Ia pun berjanji untuk mendorong Direktorat Urusan Agama Islam dan Pembinaan Syariah Kemenag beserta jajarannya segera merampungkan juklak tersebut. Menurutnya, adanya juklak yang berisi standar operasional pencairan justru untuk mencegah peluang korupsi di Kemenag saat dana dicairkan.
Pencairan dana untuk penghulu yang terlalu lama dituding menimbulkan permasalah baru. Koordinator Indonesia Corruption Watch (ICW) Ade Irawan menjelaskan, usai penerbitan PP dan Peraturan Menteri Agama (PMA) 24/2014, nasib penghulu malah tak jelas. Penghulu harus tekor karena menalangi biaya transportasi yang sebenarnya diambil dari setoran calon pengantin.
Seharusnya, pemerintah telah memperhitungkan secara matang dengan perencanaan yang baik. "Jangan sampai, gara-gara (pencairan) ini orang berpikir kembali ‘terpaksa’ melakukan gratifikasi," ujarnya. Jika dibiarkan terlalu lama, bukan tidak mungkin praktik pungutan liar (pungli) dan gratifikasi akan kembali merebak di masyarakat. Hal ini justru bertolak belakang dengan semangat menghilangkan korupsi dalam pernikahan yang terwujud dalam PP dan PMA.

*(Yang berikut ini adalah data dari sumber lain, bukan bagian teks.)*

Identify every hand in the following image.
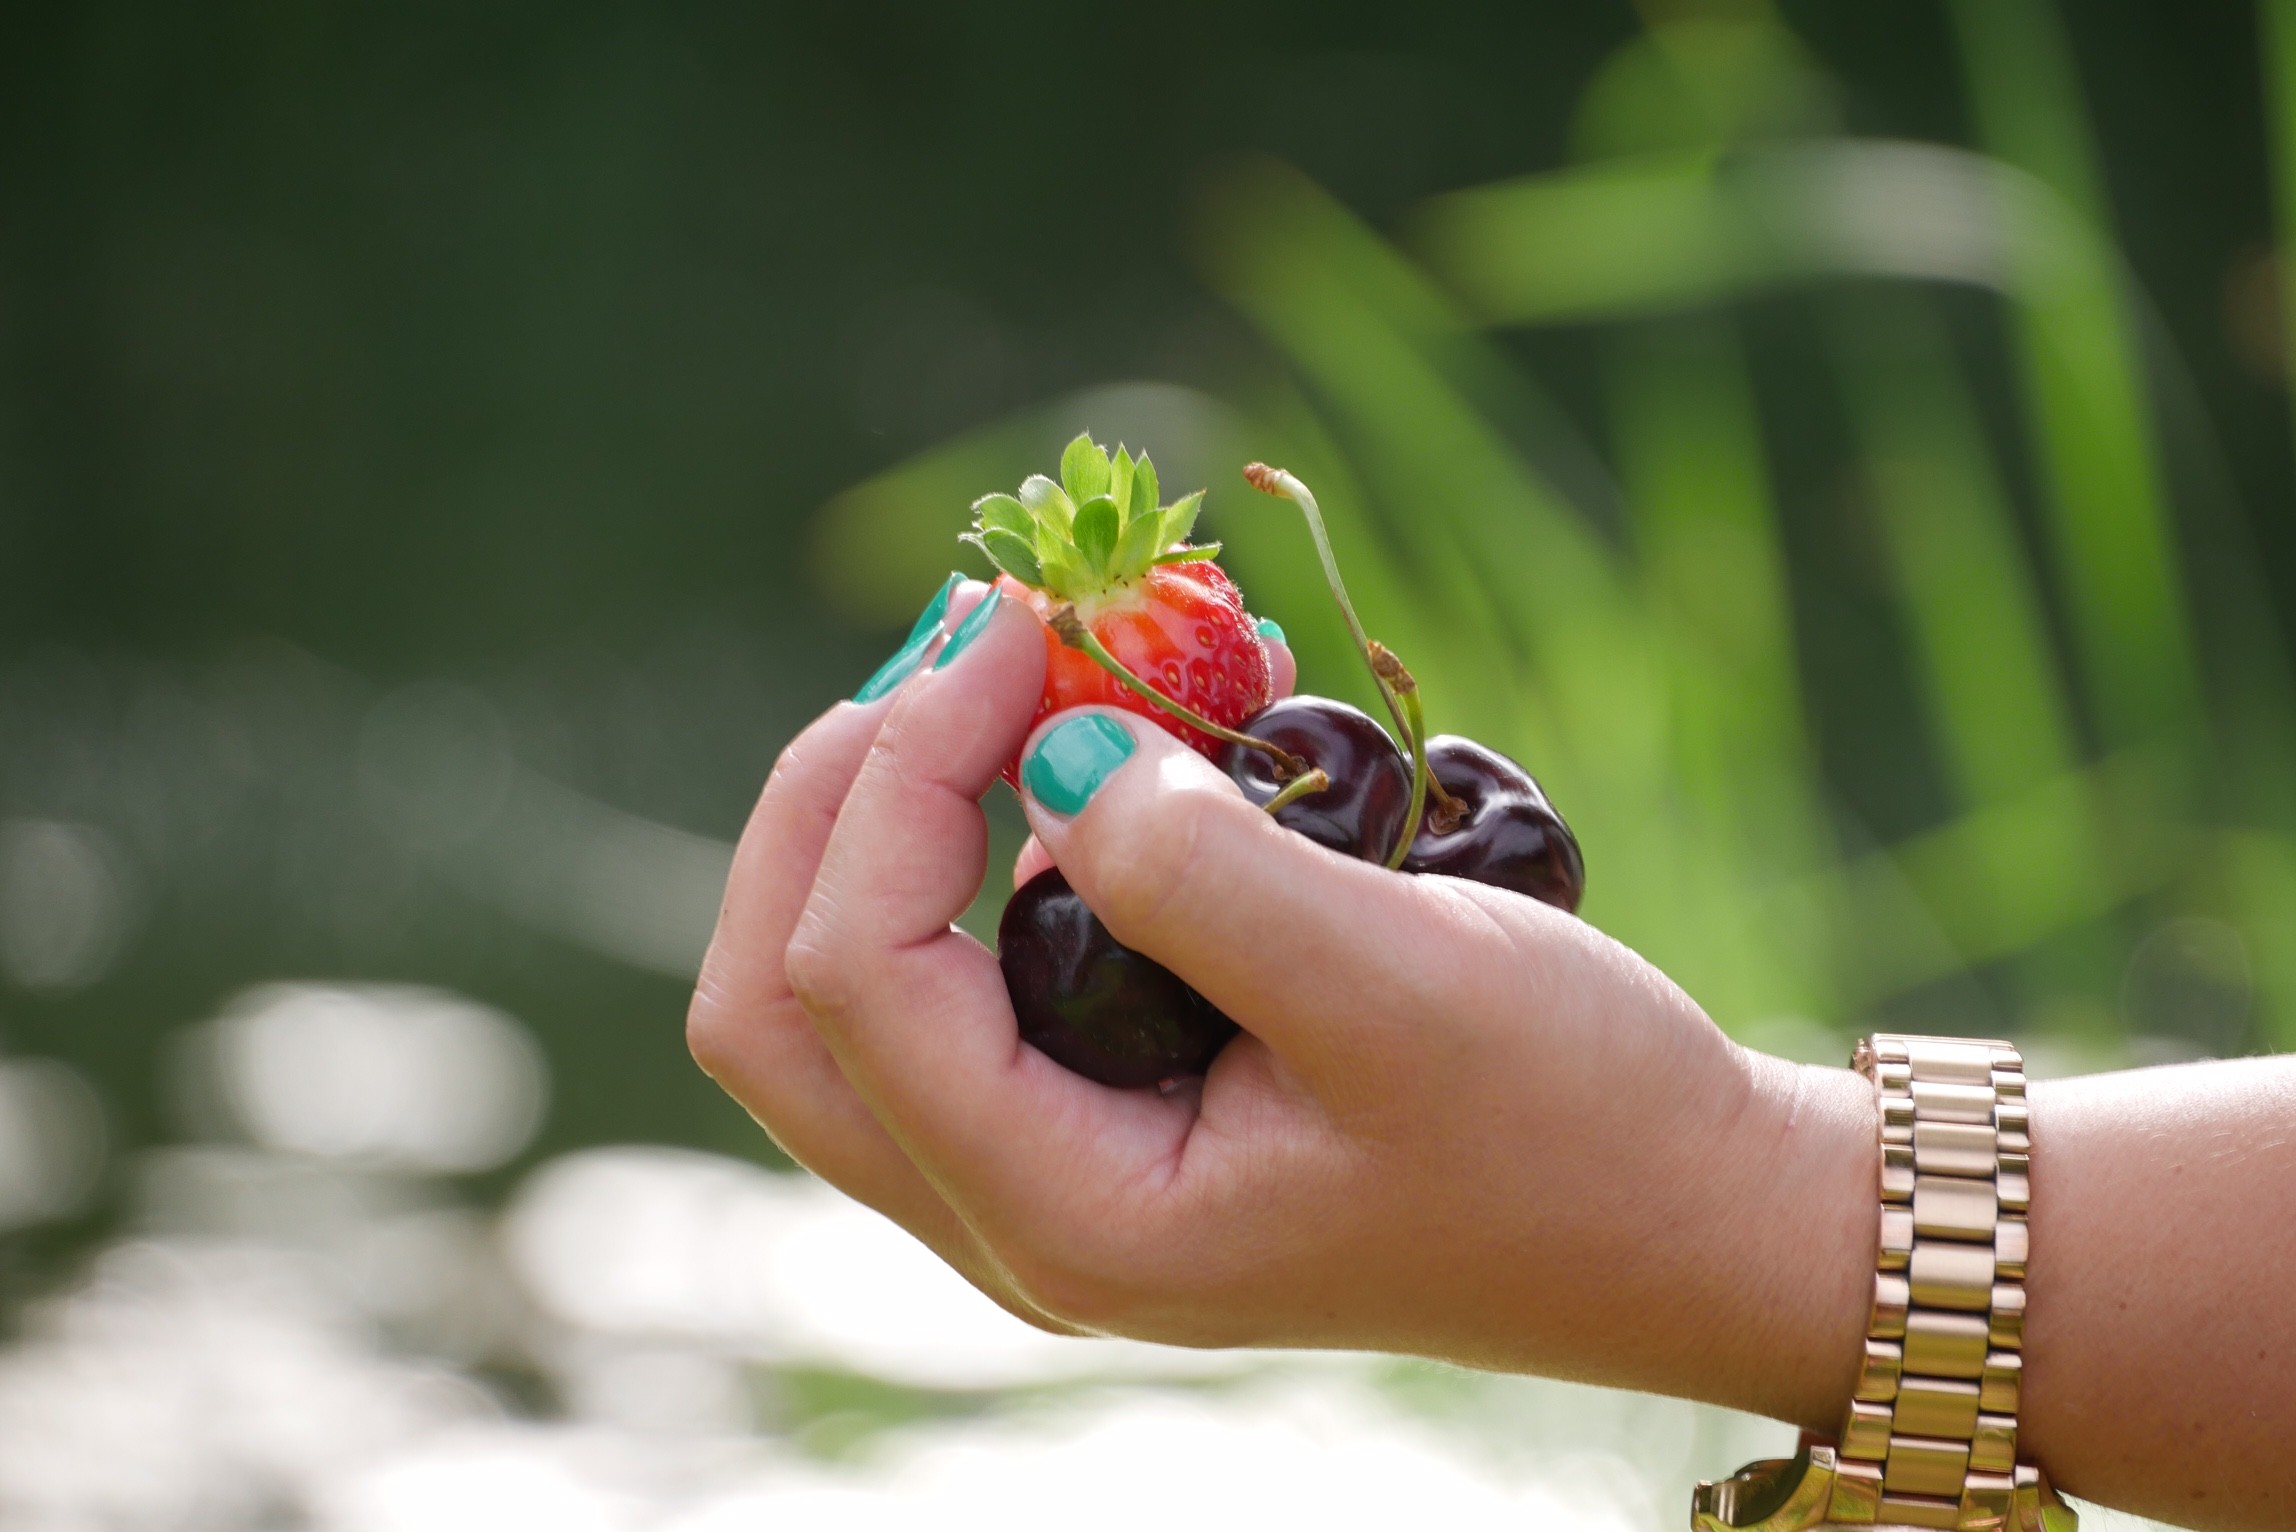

Pemerintah sebelumnya mengundang perwakilan para penghulu yang tergabung dalam Asosiasi Penghulu Republik Indonesia (APRI), Selasa (23/9). Kemenag menjelaskan langsung soal teknis pencairan PNBP sekaligus berdiskusi soal besaran nilai tunjangan, teknis pencairan sebagai juklak peraturan Direktorat Jenderal Bimas Islam.
Ketua Umum APRI Wagimun AR mengungkapkan, para penghulu di daerah sudah terlalu lama menunggu. Mereka pun telah banyak menalangi uang ongkos pernikahan sampai jutaan rupiah sembari mengharap tunjangan jasa dan transportasi penghulu segera cair. Wagimun khawatir, jika penundaan pencairan dibiarkan terlalu lama maka akan menimbulkan masalah baru di kalangan penghulu.
Dia mencontohkan, para penghulu melakukan demonstrasi besar-besaran ataupun memutuskan untuk mengambil uang gratifikasi dari masyarakat karena tak kunjung dapat kejelasan pencairan tunjangan. "Dua sampai tiga bulan bukanlah waktu yang sebentar, ongkos yang dikeluarkan penghulu sudah banyak," tambahnya.
Direktur Urais Mukhtar Ali mengungkapkan, hasil diskusi dengan perwakilan penghulu akan dimasukkan dalam pembahasan dengan staf Menteri Keuangan pada pekan ini. Meski demikian, Mukhtar tak dapat memastikan kapan juklak untuk pencairan PNBP selesai sehingga dana penghulu dapat cair. "Ini kan uang negara, jadi harus ada payung hukum yang jelas," tuturnya.